また、Sun RaysとともにSolaris Trusted Extensionsを導入してアクセス制御ポリシーを実施すれば、モビリティが強化され、企業ITリソースへのアクセスがさらに容易になります。

Webスケールのサービス展開はまったく新しい環境に見えるかもしれませんが、セキュリティの考慮事項はよく知られたものばかりです。Webサービスの基盤には、システム、ネットワーク、ストレージ、及びサービスにおける、認証、認可、機密性、整合性、監査能力など、実績のあるセキュリティ保証が必要です。これらの要素が整っていなければ、セキュリティは簡単に破られます。

そのため、Webサービスのセキュリティには、ポリシー、方法論、アーキテクチャ、及び製品を結合した、体系的アプローチが不可欠なのです。Webスケールの環境では、最低限のセキュリティしか整備されていないからです。セキュアな基盤に基づいていなければ、Webスケール環境の長期的な成功は望めません。

Solaris 10オペレーティング・システムが提供する数多くの機能が、このセキュアな基盤の提供を支援します。例として、Solarisコンテナが提供するゾーンと特権によって特定のデータを分離できます。これによって、Webサービスを導入する企業が重要資産を望ましくないアクセスから隔離できるのです。
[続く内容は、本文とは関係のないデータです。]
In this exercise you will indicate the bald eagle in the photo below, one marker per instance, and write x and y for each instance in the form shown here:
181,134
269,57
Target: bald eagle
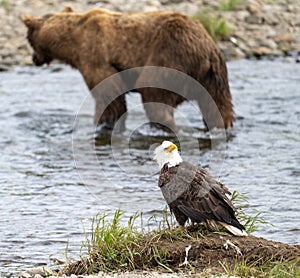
192,193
組み込み型セキュリティ機能のワークロード上の考慮点がWebサービスのセキュリティにとってのもうひとつの重要な考慮事項になります。パフォーマンスやレスポンス時間の問題で、セキュリティがどれだけ頻繁に解除されるかを考えると恐ろしいものがあります。それに対処できるのが、UltraSPARC T2プロセッサの組み込み型暗号化設計です。このチップセットは、コプロセッサにかかる暗号化ワークロードの負荷を軽減するため、パフォーマンスのためにセキュリティを一時解除する必要がありません。

また、XML構文解析を高速化する専用の処理テクノロジによって、XMLメッセージの署名及び暗号化のセキュリティを間接的に強化することができます。サンのFast Infosetテクノロジや、Layer 7 Technologiesなどのベンダーが提供するアプライアンスを検討してみるとよいでしょう。

Webサービスのセキュアな拡張のためには、どのハードウェアとオペレーティング・システムを選ぶかが重要です。しかしセキュリティは、製品やテクノロジよりも重要です。ベスト・プラクティス、トレーニング、プロセス、及びポリシーは全て、Webスケールでアプリケーションを導入する際に重要な役割を果たします。